Солнце еще не поднялось в зенит, когда трое всадников остановились на неширокой прогалине невдалеке от просеки, ведущей к воротам Тон-Гарта. С утра ударил мороз, кони, казавшиеся седыми из-за обметавшего гривы хрупкого инея, фыркали, выдыхая теплые клубы пара.

Йолаф сбросил капюшон и хмуро поглядел на серебрящийся в неярких солнечных лучах шпиль замка.

– Флаг спущен… Что за Моргот? Таргис, дружище, – обратился он к спутнику, – я уж вовсе стыд потерял, но у меня к тебе еще одна, последняя просьба.

Но Таргис лишь озорно улыбнулся из-под капюшона болотисто-зелеными глазами:

– О стыде не тревожься, сейчас нам первое дело в столице голов не потерять. Оставайтесь с княжной тут, а я вперед пойду, в город проберусь, пошныряю, коменданта найду.

Заговорщицки кивнув, он спешился и исчез в лесу. Таргиса вообще с утра не покидало превосходное расположение духа, и даже перспектива возвращения в неприветливую столицу нимало его не огорчала. Едва ли он признался бы в этом вслух, но Йолаф догадывался, что причиной тому стало исцеление Эрсилии. Бывший Раб Слез и вассал Сармагата был до глубины души обогрет этим чудом, будто доказавшим ему самому, что его собственная жизнь была спасена не напрасно.

Оставшись наедине, рыцарь и княжна несколько секунд молчали, а потом Эрсилия глубоко вздохнула и надвинула на лицо капюшон. Сегодня она была в мужском облачении и выглядела, словно мальчик-оруженосец.

– Йолаф, – начала она, – ты вчера упомянул, что гарнизон снова приведен к присяге, но сегодня ты опасаешься открыто войти в столицу. Ты о чем-то умалчиваешь. Не надо ни от чего меня беречь, ведь все твои беды из-за меня. Я все равно обо всем в свой срок узнаю. Так лучше расскажи все сейчас и напрямик, тогда я хотя бы не подведу тебя по незнанию какой-то неуклюжей выходкой или фразой.

Рыцарь понимал, что в словах Эрсилии есть резон, но ему до зубовного скрежета не хотелось посвящать княжну в уродливую сцену на площади, в подробности суда и приговора. И все же она действительно все узнает… Так не лучше ли ей и правда, узнать заранее и от него, а не из уст князя, который, вероятно, не преминет снова вылить на его имя ушат помоев.

– Все зашло слишком далеко, Эрсилия, и вина тут вовсе не твоя, – начал он наконец, – у меня и прежде были разногласия с твоим отцом, тебе ли не знать.
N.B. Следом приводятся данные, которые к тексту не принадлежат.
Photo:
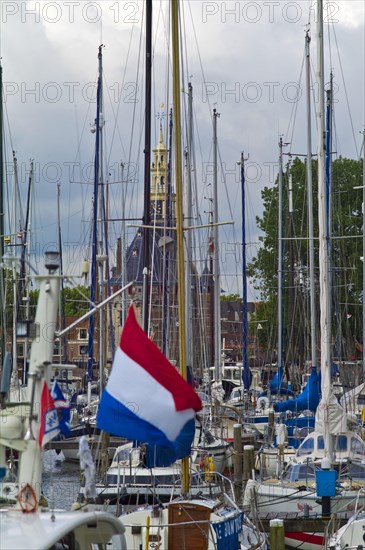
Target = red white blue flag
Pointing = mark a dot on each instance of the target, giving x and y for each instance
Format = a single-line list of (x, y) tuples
[(49, 424), (146, 399)]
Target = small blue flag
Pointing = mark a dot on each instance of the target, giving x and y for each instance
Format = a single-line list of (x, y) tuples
[(62, 408)]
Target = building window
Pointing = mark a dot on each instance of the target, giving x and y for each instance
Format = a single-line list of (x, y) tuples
[(83, 350)]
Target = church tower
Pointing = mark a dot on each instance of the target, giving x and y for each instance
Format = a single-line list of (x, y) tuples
[(162, 199)]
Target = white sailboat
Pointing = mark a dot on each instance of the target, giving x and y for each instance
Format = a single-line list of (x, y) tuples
[(28, 525), (187, 521), (332, 444)]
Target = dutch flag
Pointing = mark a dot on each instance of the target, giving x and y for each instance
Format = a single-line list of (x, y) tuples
[(146, 399)]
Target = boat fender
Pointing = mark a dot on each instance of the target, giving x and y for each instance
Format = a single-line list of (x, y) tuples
[(263, 403), (209, 468), (27, 499), (281, 434), (249, 495), (202, 460)]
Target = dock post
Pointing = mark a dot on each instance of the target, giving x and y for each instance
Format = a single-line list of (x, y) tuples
[(248, 462), (238, 462), (277, 534)]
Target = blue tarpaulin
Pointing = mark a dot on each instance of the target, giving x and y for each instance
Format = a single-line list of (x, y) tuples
[(227, 532)]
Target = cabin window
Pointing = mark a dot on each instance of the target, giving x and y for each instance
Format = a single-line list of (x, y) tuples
[(83, 350), (341, 443), (357, 471), (357, 446)]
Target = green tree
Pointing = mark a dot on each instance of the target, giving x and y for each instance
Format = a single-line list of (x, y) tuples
[(76, 301), (346, 266)]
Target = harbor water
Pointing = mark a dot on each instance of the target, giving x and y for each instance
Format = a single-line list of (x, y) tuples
[(60, 480)]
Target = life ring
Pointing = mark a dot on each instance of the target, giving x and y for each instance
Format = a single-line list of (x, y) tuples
[(27, 499)]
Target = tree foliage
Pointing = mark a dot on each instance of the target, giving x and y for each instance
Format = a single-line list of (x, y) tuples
[(346, 222)]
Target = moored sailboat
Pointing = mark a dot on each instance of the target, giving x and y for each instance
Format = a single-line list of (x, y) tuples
[(28, 524)]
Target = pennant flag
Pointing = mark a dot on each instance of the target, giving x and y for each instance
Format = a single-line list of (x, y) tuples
[(146, 399), (63, 409), (49, 425)]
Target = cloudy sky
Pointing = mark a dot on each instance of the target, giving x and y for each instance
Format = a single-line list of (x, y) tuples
[(244, 58)]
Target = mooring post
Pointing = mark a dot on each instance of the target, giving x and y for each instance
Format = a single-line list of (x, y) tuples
[(238, 462), (277, 534)]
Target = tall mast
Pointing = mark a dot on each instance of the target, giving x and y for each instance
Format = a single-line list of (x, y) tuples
[(168, 218), (179, 211), (147, 167), (2, 184), (291, 312), (313, 324), (216, 274), (26, 251), (63, 340), (98, 130), (14, 231), (363, 256), (325, 337), (189, 313), (246, 374), (280, 262)]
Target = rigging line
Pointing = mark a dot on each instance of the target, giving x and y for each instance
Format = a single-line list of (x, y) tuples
[(294, 110), (116, 114), (199, 56), (127, 178), (345, 88)]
Князь тяжело перенес твою болезнь, это очень подорвало его силы. Такие испытания ожесточают. Однако князь был достаточно благоразумен, чтоб принять назад гарнизон, несмотря на все прежние раздоры. Меня же простить он не готов.

Княжна прикусила губу:

– Что это означает? Ты изгнан? Или приговорен к смерти?

Эта прозорливость, впрочем, вполне объяснимая, все равно заставила Йолафа мрачно усмехнуться:

– Именно так, – коротко отрезал он, – моя казнь запоздала уже на двое суток.

Эрсилия стиснула поводья задрожавшими руками:

– Йолаф, я не знаю, каков теперь мой отец! Мне больно представить себе, кем сделали его события этих месяцев! Но я уверена, что мое возвращение многое сможет изменить. Ты не хочешь говорить о долгах? Хорошо. Но все же того, что ты сделал для меня, ничем не измерить. И если даже предположить, что отца поразит безумие, и его неприязнь к тебе перевесит благодарность, то в масштабах моего титула мое исцеление – это неоценимая заслуга перед династией и престолом, а на это отец уже глаз закрыть не сможет, ему этого не позволят подданные, и он будет вынужден с ними считаться.